では、この明星中学校の理科の入試問題には、どういうメッセージが込められていたのか、解答・解説と、出題意図についてのインタビューを見てみましょう。

解答と解説

日能研による解答と解説

解答
  • (問1)列ごとに種をまく時期をずらした。
  • (問2)どのトウモロコシにも日光が当たりやすく、光合成を十分に行うことができる。
  • (問3)う
解説
  • (問1)問題のイラストから、右側に植えられたトウモロコシほど背が高く、より成長した段階の株であり、左側に植えられたトウモロコシほど背が低く、より若い段階の株であることが読み取れます。このことから、右側のトウモロコシほど早い時期に発芽した株であると推測できます。畑の持ち主が、種子をまく時期を意図的にずらすことによって、このような成長の違いが生まれたと考えられます。
  • (問2)植物が成長していくためには、光合成を十分に行い、栄養分を自らつくりだす必要があります。トウモロコシの成長の違いから、背の高さにも違いが生まれたことによって、どの位置に植えられたトウモロコシも日光を受けやすく、十分に光合成を行うことができると考えられます。
  • (問3)太陽は東からのぼり、南の空を通って西へしずむので、畑のトウモロコシも主に南側から日光を受けることになります。イラストを見ると、左側に植えてあるトウモロコシほど背が低く、この畑では、左側から日光を受けていると考えられるので、左側の方角は南であると推測できます。なお、右側の方角を南であると仮定すると、日光は、右側の背の高いトウモロコシにさえぎられ、他のトウモロコシには日光が当たりにくくなってしまうと考えられます。
日能研がこの問題を選んだ理由

太郎君が気づいたトウモロコシ畑のトウモロコシの成長の違い。畑の持ち主にたずねてみると、成長の違いが意図的に栽培した結果であることがわかります。
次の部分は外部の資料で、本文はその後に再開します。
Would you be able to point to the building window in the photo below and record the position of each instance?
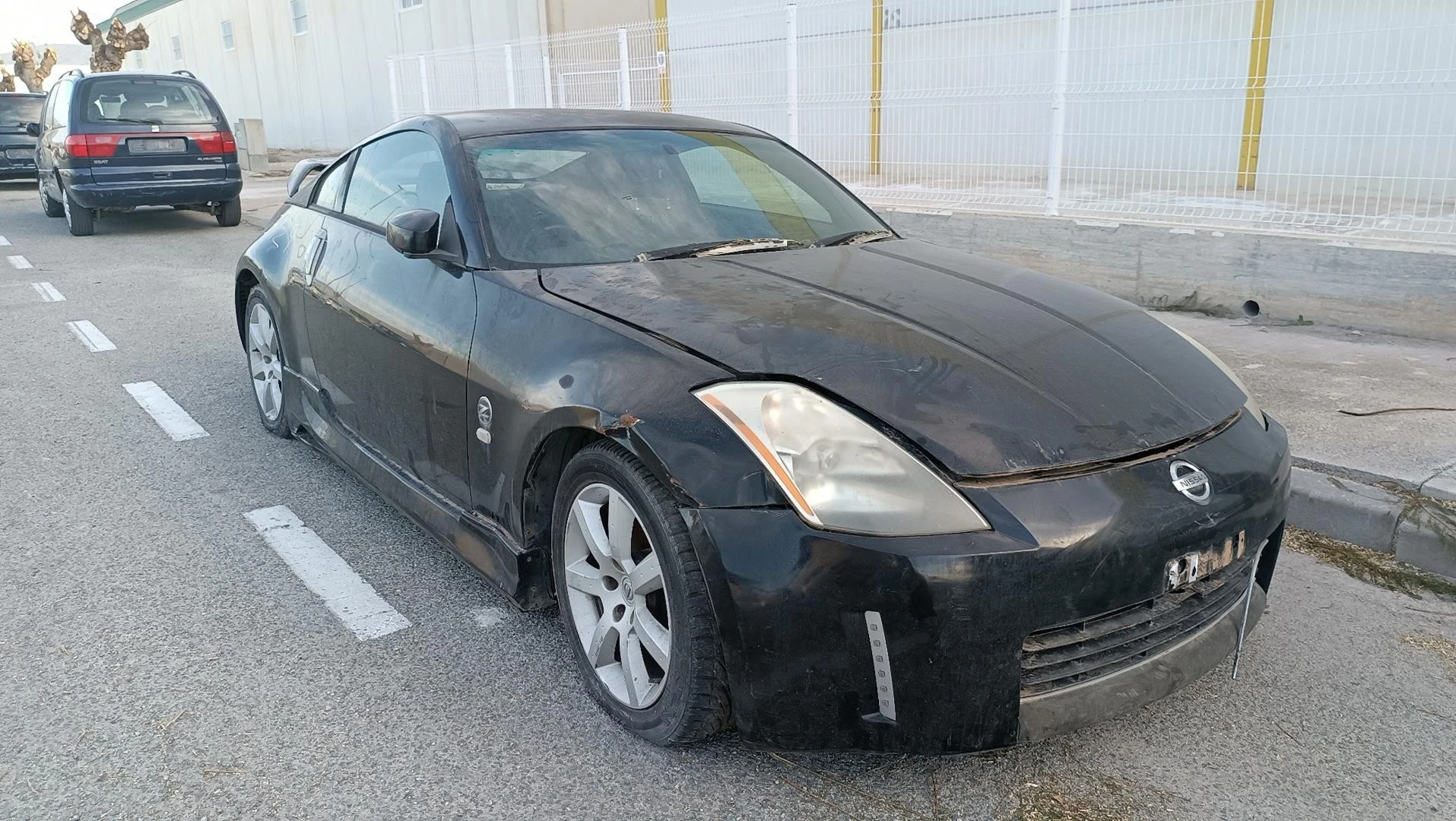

この問題では、なぜトウモロコシをちがいが生じるように栽培したのか、生じた成長のちがいによってどのような効果があるのか、といったことを、状況から推測し、筋道を立てていきます。

この問題を通して、子どもたちが身のまわりで目にしたさまざまなことがらについても、自ら原因やしくみに目を向け、因果関係を明確にしながら現象をとらえることにつながるのではないでしょうか。

このような理由から、日能研ではこの問題を□○シリーズに選ぶことに致しました。